Burning Chambers by Kate Mosse

Kate Mosse brings history to life in this richly told and well imagined story of the French wars of religion in the 1560’s. Minou and Piet are relatable, fully conceived individuals whose paths kept intersecting. The demonstration of tolerance in a time of great upheaval and discord was a breath of fresh air in today’s fraught climes. I can’t wait to find out what happens next.

The Winter Soldier by Daniel Mason

Vienna, 1914. Lucius is a twenty-two-year-old medical student when World War I explodes across Europe. Enraptured by romantic tales of battlefield surgery, he enlists, expecting a position at a well-organized field hospital. From the gilded ballrooms of Imperial Vienna to the frozen forests of the Eastern Front; from hardscrabble operating rooms to battlefields thundering with Cossack cavalry, The Winter Soldier is the story of war and medicine, of family, of finding love in the sweeping tides of history, and finally, of the mistakes we make, and the precious opportunities to atone.

Mary Jane by Jessica Anya Blau

Not many books and writers have the ability to transport the reader through place and time, but this is definitely one of them.  All of the descriptors create a vortex that spins the reader through time to the 1970s and do it well.  The story and characters are fully fleshed, very complicated and a true wonder to 14 year old Mary  Jane (who in and of herself is an amazing character).  Laugh out loud funny, touching, and genuine joy.  This book is about a summer of love, just not the kind that you expect.

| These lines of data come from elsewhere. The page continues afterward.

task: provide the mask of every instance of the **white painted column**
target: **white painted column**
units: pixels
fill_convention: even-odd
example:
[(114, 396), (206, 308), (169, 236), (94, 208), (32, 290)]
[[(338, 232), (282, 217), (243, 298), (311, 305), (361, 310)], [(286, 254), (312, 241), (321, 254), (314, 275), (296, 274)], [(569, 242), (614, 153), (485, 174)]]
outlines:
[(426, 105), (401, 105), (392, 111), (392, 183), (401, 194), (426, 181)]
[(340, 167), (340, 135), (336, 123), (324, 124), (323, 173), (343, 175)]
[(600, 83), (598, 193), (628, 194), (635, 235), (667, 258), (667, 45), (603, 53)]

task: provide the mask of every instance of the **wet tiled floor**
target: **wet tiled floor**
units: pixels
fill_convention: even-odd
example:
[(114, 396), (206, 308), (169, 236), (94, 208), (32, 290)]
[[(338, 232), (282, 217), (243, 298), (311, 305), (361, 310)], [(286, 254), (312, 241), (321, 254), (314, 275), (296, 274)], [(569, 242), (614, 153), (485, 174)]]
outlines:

Mexican Gothic by Silvia Moreno-Garcia

This book is a throwback to the old gothic horrors with a modern midcentury twist reminiscent of Daphne DeMaurier.  And it is done well complete with creepy old house, questionable tenants, unexplainable circumstances, and a few twists that really caught me by surprise.  

The Silence of the Girls by Pat Barker

Everyone knows Helen and Achilles and Hector and Odysseus. But most forget about Briseis - Achilles’s war prize. Pat Barker brings to vivid life the hardships, heartaches, and struggles that the Trojan slave women faced in the Greek war camp during the Trojan War. 

Whiskey When We're Dry by John Larison

In the spring of 1885, seventeen-year-old Jessilyn Harney finds herself orphaned and alone on her family's homestead. Desperate to fend off starvation and predatory neighbors, she cuts off her hair, binds her chest, saddles her beloved mare, and sets off across the mountains to find her outlaw brother Noah and bring him home. A talented sharpshooter herself, Jess's quest lands her in the employ of the territory's violent, capricious Governor, whose militia is also hunting Noah--dead or alive.